Sauter Disa A, Eisner Frank, Calder Andrew J, Scott Sophie K
Institute of Cognitive Neuroscience, University College London, 17 Queen Square, London, UK.
Q J Exp Psychol (Hove). 2010 Nov;63(11):2251-72. doi: 10.1080/17470211003721642. Epub 2010 Apr 29.
Work on facial expressions of emotions (Calder, Burton, Miller, Young, & Akamatsu, [2001]) and emotionally inflected speech (Banse & Scherer, [1996]) has successfully delineated some of the physical properties that underlie emotion recognition. To identify the acoustic cues used in the perception of nonverbal emotional expressions like laugher and screams, an investigation was conducted into vocal expressions of emotion, using nonverbal vocal analogues of the "basic" emotions (anger, fear, disgust, sadness, and surprise; Ekman & Friesen, [1971]; Scott et al., [1997]), and of positive affective states (Ekman, [1992], [2003]; Sauter & Scott, [2007]). First, the emotional stimuli were categorized and rated to establish that listeners could identify and rate the sounds reliably and to provide confusion matrices. A principal components analysis of the rating data yielded two underlying dimensions, correlating with the perceived valence and arousal of the sounds. Second, acoustic properties of the amplitude, pitch, and spectral profile of the stimuli were measured. A discriminant analysis procedure established that these acoustic measures provided sufficient discrimination between expressions of emotional categories to permit accurate statistical classification. Multiple linear regressions with participants' subjective ratings of the acoustic stimuli showed that all classes of emotional ratings could be predicted by some combination of acoustic measures and that most emotion ratings were predicted by different constellations of acoustic features. The results demonstrate that, similarly to affective signals in facial expressions and emotionally inflected speech, the perceived emotional character of affective vocalizations can be predicted on the basis of their physical features.

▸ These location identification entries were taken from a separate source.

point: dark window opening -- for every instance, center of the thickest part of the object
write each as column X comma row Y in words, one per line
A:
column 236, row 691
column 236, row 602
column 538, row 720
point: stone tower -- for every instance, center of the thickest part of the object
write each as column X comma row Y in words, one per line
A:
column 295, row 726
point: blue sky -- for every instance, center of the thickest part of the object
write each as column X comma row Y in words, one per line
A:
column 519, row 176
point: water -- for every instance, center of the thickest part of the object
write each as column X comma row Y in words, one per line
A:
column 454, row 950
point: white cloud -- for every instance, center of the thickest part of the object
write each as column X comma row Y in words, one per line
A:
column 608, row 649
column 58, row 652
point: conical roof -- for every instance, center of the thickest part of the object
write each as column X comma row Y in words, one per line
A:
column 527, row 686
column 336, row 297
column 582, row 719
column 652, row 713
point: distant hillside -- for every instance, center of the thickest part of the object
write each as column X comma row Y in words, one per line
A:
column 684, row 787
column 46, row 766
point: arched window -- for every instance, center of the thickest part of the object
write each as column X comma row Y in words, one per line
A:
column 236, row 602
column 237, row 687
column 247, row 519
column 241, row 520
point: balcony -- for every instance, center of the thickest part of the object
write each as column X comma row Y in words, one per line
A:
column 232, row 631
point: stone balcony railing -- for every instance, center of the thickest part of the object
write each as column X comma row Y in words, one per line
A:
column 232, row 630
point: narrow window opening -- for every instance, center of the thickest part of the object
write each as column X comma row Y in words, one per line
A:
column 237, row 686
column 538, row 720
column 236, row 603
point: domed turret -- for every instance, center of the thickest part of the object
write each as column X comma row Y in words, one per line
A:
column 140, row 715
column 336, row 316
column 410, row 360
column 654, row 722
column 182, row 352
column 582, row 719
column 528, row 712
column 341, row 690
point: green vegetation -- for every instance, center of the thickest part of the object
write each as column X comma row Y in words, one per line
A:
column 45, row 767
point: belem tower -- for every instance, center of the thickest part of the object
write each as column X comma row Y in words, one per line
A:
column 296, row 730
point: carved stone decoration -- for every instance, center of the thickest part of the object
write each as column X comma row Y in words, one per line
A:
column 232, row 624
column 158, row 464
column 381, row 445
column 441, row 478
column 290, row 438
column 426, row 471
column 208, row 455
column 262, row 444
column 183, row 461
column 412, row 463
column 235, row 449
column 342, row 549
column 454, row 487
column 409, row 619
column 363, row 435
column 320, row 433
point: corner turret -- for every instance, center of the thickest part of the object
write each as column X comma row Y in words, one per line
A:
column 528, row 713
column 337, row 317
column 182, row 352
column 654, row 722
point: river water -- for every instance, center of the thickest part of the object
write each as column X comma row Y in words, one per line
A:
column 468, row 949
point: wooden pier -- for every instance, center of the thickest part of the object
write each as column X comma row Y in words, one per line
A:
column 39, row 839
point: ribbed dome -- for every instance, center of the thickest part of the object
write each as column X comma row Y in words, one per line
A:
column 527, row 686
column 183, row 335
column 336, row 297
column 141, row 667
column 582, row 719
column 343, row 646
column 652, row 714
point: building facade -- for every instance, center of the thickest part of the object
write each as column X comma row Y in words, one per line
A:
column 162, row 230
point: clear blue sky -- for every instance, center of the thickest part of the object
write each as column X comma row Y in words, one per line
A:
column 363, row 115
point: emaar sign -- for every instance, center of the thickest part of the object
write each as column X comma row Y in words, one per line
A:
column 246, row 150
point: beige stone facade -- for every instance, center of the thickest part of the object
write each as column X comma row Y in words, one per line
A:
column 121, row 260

关于情绪面部表情的研究(卡尔德、伯顿、米勒、扬和赤松,[2001])以及带有情感色彩的言语研究(班泽和舍雷尔,[1996])已经成功地描绘了一些构成情绪识别基础的物理属性。为了确定用于感知诸如笑声和尖叫声等非言语情感表达的声学线索,研究人员对情绪的发声表达进行了调查,使用了“基本”情绪(愤怒、恐惧、厌恶、悲伤和惊讶;埃克曼和弗里森,[1971];斯科特等人,[1997])以及积极情感状态(埃克曼,[1992],[2003];绍特和斯科特,[2007])的非言语发声类似物。首先,对情感刺激进行分类和评级,以确定听众能够可靠地识别和评级这些声音,并提供混淆矩阵。对评级数据进行主成分分析得出了两个潜在维度,与声音的感知效价和唤醒度相关。其次,测量了刺激的幅度、音高和频谱特征的声学属性。判别分析程序确定,这些声学测量能够在情感类别表达之间提供足够的区分,以进行准确的统计分类。对参与者对声学刺激的主观评级进行多元线性回归分析表明,所有情感评级类别都可以通过某些声学测量的组合来预测,并且大多数情感评级是由不同的声学特征组合预测的。结果表明,与面部表情和带有情感色彩的言语中的情感信号类似,情感发声的感知情感特征可以根据其物理特征来预测。